Marvel today announced that Gazillion Entertainment’s Marvel Heroes video game will be shutting down. Marvel Heroes is a free-to-play massively-multiplayer online game in the same vein as Diablo or Path of Exile. The game launched on the PC in 2013 and was subsequently ported to the PlayStation 4 and Xbox One earlier this year as Marvel Heroes Omega. All versions of the game, PC and console, are affected by today’s announcement:
“We regret to inform our Marvel Heroes fans that we have ended our relationship with Gazillion Entertainment, and that the Marvel Heroes games will be shut down. We would like to sincerely thank the players who joined the Marvel Heroes community, and will provide any further updates as they become available.”
When the game originally launched it did so with a cast of 21 playable characters from Marvel’s expansive history, but the roster grew as time went on, often incorporating new characters, NPC allies and items coinciding with the release of Marvel movies and TV shows. The game also featured locations familiar to Marvel Comics fans, like the Raft, Latveria and Asgard.
The game’s script was written by Brian Michael Bendis and revolved around Doctor Doom obtaining the Cosmic Cube and killing off the Watcher. Meanwhile, a breakout at the Raft prison unleashes hordes of supervillains into an unsuspecting world. Hydra, A.I.M., Mr. Sinister and several other villainous forces from Marvel canon also came to blows with the world’s heroes. The game’s climax sees Doctor Doom reveal himself to be the puppet master controlling these various factions. Later addon content touched on the Skrull invasion and teased the appearance of Thanos.
Fans have long feared that Marvel Heroes was on Disney’s chopping block. Over the past few weeks, Gazillion missed four planned updates and the annual Halloween event was a no-show. Thor: Ragnarok tie-in content that was slated for release at the end of October went unreleased, too.

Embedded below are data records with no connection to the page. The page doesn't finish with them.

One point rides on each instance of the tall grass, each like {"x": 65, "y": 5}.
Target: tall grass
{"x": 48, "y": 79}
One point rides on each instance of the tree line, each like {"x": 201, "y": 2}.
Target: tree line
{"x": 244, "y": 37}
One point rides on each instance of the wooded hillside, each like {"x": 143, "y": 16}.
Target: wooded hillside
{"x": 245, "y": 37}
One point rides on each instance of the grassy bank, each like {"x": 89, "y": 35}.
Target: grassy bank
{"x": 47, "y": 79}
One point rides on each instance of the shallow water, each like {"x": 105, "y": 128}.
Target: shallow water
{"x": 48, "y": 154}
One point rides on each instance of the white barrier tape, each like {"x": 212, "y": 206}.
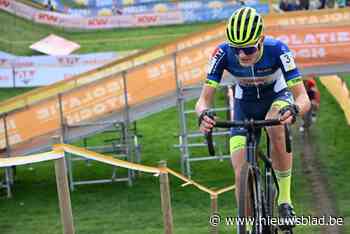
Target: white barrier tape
{"x": 107, "y": 159}
{"x": 340, "y": 92}
{"x": 35, "y": 158}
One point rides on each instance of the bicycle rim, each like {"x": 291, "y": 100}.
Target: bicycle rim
{"x": 247, "y": 205}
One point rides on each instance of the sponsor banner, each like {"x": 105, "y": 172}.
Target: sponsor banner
{"x": 45, "y": 70}
{"x": 81, "y": 104}
{"x": 192, "y": 64}
{"x": 214, "y": 10}
{"x": 92, "y": 101}
{"x": 326, "y": 16}
{"x": 19, "y": 129}
{"x": 6, "y": 77}
{"x": 174, "y": 17}
{"x": 43, "y": 76}
{"x": 158, "y": 79}
{"x": 315, "y": 46}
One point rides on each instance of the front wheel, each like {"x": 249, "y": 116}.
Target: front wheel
{"x": 248, "y": 211}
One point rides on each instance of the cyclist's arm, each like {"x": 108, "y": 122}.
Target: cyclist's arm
{"x": 301, "y": 98}
{"x": 205, "y": 100}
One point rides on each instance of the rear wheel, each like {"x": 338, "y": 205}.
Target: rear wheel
{"x": 247, "y": 204}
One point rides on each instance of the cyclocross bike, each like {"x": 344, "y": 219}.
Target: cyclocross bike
{"x": 258, "y": 191}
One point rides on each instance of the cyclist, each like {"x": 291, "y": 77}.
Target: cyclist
{"x": 269, "y": 85}
{"x": 314, "y": 96}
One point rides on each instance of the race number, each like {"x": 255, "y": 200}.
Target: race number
{"x": 288, "y": 61}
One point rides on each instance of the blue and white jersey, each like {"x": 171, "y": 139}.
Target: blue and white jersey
{"x": 274, "y": 71}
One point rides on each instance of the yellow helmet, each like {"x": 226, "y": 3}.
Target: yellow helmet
{"x": 244, "y": 27}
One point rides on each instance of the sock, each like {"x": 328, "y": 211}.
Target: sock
{"x": 284, "y": 180}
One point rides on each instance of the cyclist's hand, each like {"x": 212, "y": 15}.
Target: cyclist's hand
{"x": 288, "y": 114}
{"x": 206, "y": 121}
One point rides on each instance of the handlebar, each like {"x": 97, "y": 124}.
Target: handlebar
{"x": 248, "y": 124}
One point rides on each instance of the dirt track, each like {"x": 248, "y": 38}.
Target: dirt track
{"x": 313, "y": 171}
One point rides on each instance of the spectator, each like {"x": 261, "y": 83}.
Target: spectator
{"x": 304, "y": 4}
{"x": 288, "y": 5}
{"x": 315, "y": 4}
{"x": 322, "y": 4}
{"x": 341, "y": 3}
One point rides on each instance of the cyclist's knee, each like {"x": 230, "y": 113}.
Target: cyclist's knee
{"x": 237, "y": 144}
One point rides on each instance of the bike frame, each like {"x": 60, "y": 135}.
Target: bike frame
{"x": 265, "y": 197}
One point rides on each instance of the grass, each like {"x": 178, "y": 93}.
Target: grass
{"x": 334, "y": 150}
{"x": 16, "y": 35}
{"x": 117, "y": 208}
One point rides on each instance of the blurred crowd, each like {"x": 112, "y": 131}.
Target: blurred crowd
{"x": 295, "y": 5}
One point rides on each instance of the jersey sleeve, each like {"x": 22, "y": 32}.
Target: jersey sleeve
{"x": 216, "y": 67}
{"x": 287, "y": 64}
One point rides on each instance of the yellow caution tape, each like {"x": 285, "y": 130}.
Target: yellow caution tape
{"x": 338, "y": 88}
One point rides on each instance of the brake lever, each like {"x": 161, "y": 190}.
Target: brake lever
{"x": 209, "y": 138}
{"x": 288, "y": 138}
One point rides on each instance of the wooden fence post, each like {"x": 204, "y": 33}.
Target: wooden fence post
{"x": 214, "y": 211}
{"x": 166, "y": 200}
{"x": 63, "y": 192}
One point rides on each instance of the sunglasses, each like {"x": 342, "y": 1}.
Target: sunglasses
{"x": 246, "y": 50}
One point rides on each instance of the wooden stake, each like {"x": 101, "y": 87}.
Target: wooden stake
{"x": 166, "y": 200}
{"x": 63, "y": 193}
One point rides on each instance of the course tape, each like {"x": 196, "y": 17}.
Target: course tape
{"x": 338, "y": 88}
{"x": 106, "y": 159}
{"x": 35, "y": 158}
{"x": 59, "y": 150}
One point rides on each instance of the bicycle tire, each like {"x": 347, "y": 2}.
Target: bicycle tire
{"x": 247, "y": 199}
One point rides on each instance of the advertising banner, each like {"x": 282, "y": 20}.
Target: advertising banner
{"x": 316, "y": 46}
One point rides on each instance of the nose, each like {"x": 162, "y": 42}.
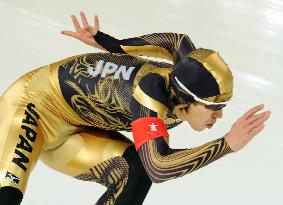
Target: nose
{"x": 217, "y": 113}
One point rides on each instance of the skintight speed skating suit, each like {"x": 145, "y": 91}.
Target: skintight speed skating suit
{"x": 68, "y": 115}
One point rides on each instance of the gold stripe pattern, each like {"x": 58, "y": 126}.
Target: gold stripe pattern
{"x": 113, "y": 174}
{"x": 149, "y": 102}
{"x": 162, "y": 168}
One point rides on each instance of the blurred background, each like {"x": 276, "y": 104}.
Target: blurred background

For many, the loss of Marvel Heroes is a serious blow. The game was one of the few places left, aside from the comics, where characters from all corners of the Marvel universe could interact, unburdened by the confusing labyrinth of movie licensing deals that keep the likes of mutants and Avengers from appearing in the same film, or the Incredible Hulk from getting his own solo outing.